Energy and Oil Developments 


Weaker physical market indicators outside the US are disconcerting. While the market has focused on better US inventory trends of late, the global market is quietly showing signs of stress. The US draws are primarily a result of low imports on the back of unsupportive economic arbs in recent months. Yet this lower US import level and returning supply (which is only now showing up for export in Nov) appear to be taking some toll on global markets. The problem appears to be most acute in the Atlantic Basin.

Prompt Brent time spreads eroding. The prompt time spread is now at its lowest level YTD (other than expiry), despite field maintenance. North Sea field maintenance was responsible for the strength / backwardation earlier this year, but maintenance is now fading, adding to North Sea supply. The return of light crude barrels from Libya and Nigeria, along with lower US imports are all also likely contributing to the congestion. Crude differentials are weakening too. Beyond structure, North Sea differentials are all weaker in recent weeks as well. West African crude differentials have also been fading, with some grades now pricing at similar levels to early 2016. Thus, it’s not surprising that Bloomberg reported an abnormally high number of tankers (as many as 10) in the North Sea waiting on transfers. The primary challenge is that Atlantic Basin loadings are finally recovering. Refinery maintenance isn’t the primary issue. The market is currently trading Dec-16 Brent, which should reflect a period of elevated refinery demand. Rather, crude loadings (which are more important than production) are only now recovering in West Africa, the North Sea and Libya after being at low levels from May-Oct. This is why many recent inventory data points citing bullish inventory draws are simply backward looking.

 Rising tanker rates add to the problem as the arb to Asia becomes more expensive. The backlog should clear with appropriate price signals, but it also suggests oversupply risk persists. If Atlantic Basin differentials shift enough, these barrels will find a home. The US import arb appears to be opening back up. Asia also has an appetite for these barrels when the arb is open, and refiners are coming out of maintenance. However, such changes just shift the inventory picture regionally. The Dubai curve offers a mixed picture. Typically, Dubai reflects Asian demand. Front month spreads are volatile with spot purchases and have moved into backwardation after being weak into the roll in early Oct. Yet, the more stable Dubai 2-3 is weakening.

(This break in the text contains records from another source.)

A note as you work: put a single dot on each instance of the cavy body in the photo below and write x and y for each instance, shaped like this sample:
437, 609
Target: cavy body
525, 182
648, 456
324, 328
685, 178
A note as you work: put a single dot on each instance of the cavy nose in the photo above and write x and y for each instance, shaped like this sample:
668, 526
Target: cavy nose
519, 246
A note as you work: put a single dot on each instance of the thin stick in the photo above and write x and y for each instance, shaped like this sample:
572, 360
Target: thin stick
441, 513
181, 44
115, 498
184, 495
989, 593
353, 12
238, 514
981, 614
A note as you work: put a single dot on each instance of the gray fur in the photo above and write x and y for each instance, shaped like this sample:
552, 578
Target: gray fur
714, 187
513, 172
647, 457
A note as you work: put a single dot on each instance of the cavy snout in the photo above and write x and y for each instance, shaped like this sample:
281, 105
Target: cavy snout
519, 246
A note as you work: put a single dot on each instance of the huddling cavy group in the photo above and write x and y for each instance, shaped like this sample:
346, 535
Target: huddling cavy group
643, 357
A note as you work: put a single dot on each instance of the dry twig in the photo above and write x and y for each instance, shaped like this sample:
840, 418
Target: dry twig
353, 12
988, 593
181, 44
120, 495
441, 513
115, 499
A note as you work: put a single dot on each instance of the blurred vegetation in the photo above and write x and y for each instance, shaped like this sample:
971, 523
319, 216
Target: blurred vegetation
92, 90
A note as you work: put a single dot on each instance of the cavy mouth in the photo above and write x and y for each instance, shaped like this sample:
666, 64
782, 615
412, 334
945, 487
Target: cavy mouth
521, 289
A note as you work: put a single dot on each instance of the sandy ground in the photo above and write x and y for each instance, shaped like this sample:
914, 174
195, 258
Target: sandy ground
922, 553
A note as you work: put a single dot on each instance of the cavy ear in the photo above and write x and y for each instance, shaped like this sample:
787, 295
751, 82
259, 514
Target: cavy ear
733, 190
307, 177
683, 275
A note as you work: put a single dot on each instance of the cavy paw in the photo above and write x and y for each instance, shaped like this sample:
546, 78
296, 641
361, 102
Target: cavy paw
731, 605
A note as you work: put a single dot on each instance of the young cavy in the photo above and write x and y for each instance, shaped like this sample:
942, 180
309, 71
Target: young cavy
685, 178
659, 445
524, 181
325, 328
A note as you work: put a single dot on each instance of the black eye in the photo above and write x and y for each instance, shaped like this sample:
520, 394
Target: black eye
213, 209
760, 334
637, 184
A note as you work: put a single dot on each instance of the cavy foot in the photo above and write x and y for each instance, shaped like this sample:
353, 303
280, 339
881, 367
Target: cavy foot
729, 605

Total rig count and time lags continue to distort the magnitude of US response. The growth rate of more productive horizontal rigs has continued unabated, with volatility coming in vertical and directional rigs. For example, talk of slowing total rig additions in the Permian misses the true trend. Horizontal rigs in the Midland Basin have increased by 14 since early Sep, whereas vertical rigs have declined by 4 and directional rigs are flat. Rigs are also moving to the most productive acreage. Top IP counties in the Midland Basin now have a rig count above pre-downturn levels and only 12 below all-time highs. We should see rig counts continue to increase in the wake of the recent price rally and hedging, but with a lag. Rig counts typically lag prices by 3-4 months, so we would expect to see more rigs added, especially near year-end. Since prices also spur producer hedging, a similar lag exists between rigs and the 12-24 WTI time spread. The correlation between the 4-6-month lagged rig count and the WTI spread is 0.85-0.87 since 2012. The time lag can be longer with horizontal oil rigs due to logistics and pad drilling time, as well as the mix shifts we saw in recent years. Yet, all items point to increased hedging, as well as production growth in 9-12 months time. Commercial shorts reached the highest levels since early April, and the 12-24 spread is approaching YTD highs. The recent rise in horizontal rigs and hedging at increasingly lower thresholds is indicative of lower breakevens and the US potential. In mid-2015, producer hedging was significant at $65. Now we tend to see large amounts of hedging in the low-to-mid 50s. And yet, well productivity has the potential to rise substantially from here. In other words, the US cost curve has moved lower in this downturn and could move even lower over time.

Moreover, a more modest US production decline related to OPEC intervention reduces the need for a sudden and large US response, which suggests fears of a large oil services crunch and cost inflation, or a supply shortfall, are being partly mitigated. We are increasingly in the Exxon camp, as US shale’s disruptive nature remains underappreciated. Many bullish arguments we hear on US tight oil are similar to those we heard in natural gas from 2012-15, and increasingly we see similarities with the development of new basins, shifting capital allocation and productivity gains.